父亲的忌日刚过,今年正好10年。我患上血管炎也是10年前的事了。

那年,溶血症纠缠我,甲亢干扰我,血管炎在我未认识它前,悄悄来袭。不知征兆而懵然无知,甚是危险。当一天的行走多了,晚间大腿就会出现瘀青。鹅蛋形,暗紫色,怎么也想不起自己是如何撞伤。休息数日后,暗紫色变淡,成红色、粉红色、黄色,渐渐消失。接着,小腿也开始出现瘀青。过了一阵子,我才知道那是紫癫,但我以为那是很普遍的类固醇副作用。直到血管炎发生了,我才知道那是因为血小板低下或红血球沉淀(erythrocyte sedimentation tate, ESR)偏高,造成血管阻塞而破裂。

紫癫开始在双腿频繁出现,变成红疹,无故发痒,容易被抓破,伤口几天后才会复原。我意识到这样的情况通常发生在久立或行走太多。右小腿的内踝部分开始肿胀,指压下去便会凹陷,但如果减少行走就会消退。那时的身体病痛太多,除了血液和甲状腺引起的症状,其他的我都无暇理会。

我还记得那夜我看了深夜场的电影,《Law Abiding Citizen》,散场后发觉腿部略有僵硬,猜测可能是久坐的缘故。岂知,回到家后肿胀的小腿持续疼痛,剧痛不断升级,凌晨3点只好奔走急诊室。

由于小腿只是肿胀,并无其他线索,医生也查不出原因,只能给我打止痛针,以及让我服用止痛药。我以为痛楚在翌日早晨会消失,但是没有。若不把右腿垫高,便会感觉内踝因阻塞、肿胀而疼痛。

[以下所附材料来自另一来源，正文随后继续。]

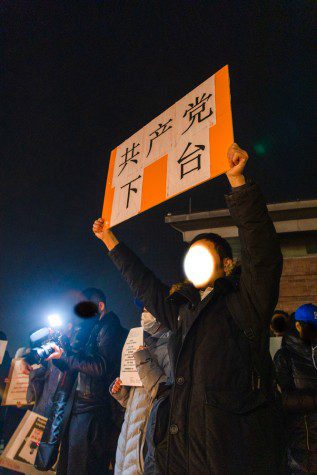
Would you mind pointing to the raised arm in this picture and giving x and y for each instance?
(296, 401)
(143, 283)
(261, 258)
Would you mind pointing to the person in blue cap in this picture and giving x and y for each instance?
(296, 368)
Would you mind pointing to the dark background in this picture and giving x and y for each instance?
(80, 77)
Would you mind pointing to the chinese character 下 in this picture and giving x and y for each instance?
(182, 161)
(130, 189)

如此,我躺在床上两天,右腿不能垂直。第3日,内踝流出淡黄色的半黏性组织液,然后破开了一个小洞。原以为组织液流干后,肿胀和疼痛便会消失,但是没有。伤口越来越大,变成一个直径一吋左右的圆形伤口。

如此,我继续躺在床上,继续每天向新公司请假。到了第7天,我接到父亲病逝的消息,病假变成了丧假。所幸之前因为腿部时常疼痛,而买了轮椅,于是我就启程给父亲奔丧去了。

同病相怜互相取暖

赶到丧礼地点的时候,殡仪馆的人还未准备就绪,父亲就安睡在客厅中央。我坐在轮椅上,两手划动两侧的轮子,从门口慢慢滑到父亲的身边,摸了摸他的手。父亲已了无气息,脸色依旧红润(长期糖尿病、高血压的关系),似乎在我唤他之后就会睁眼醒来。但是,没有。父亲确确实实,完完全全走了。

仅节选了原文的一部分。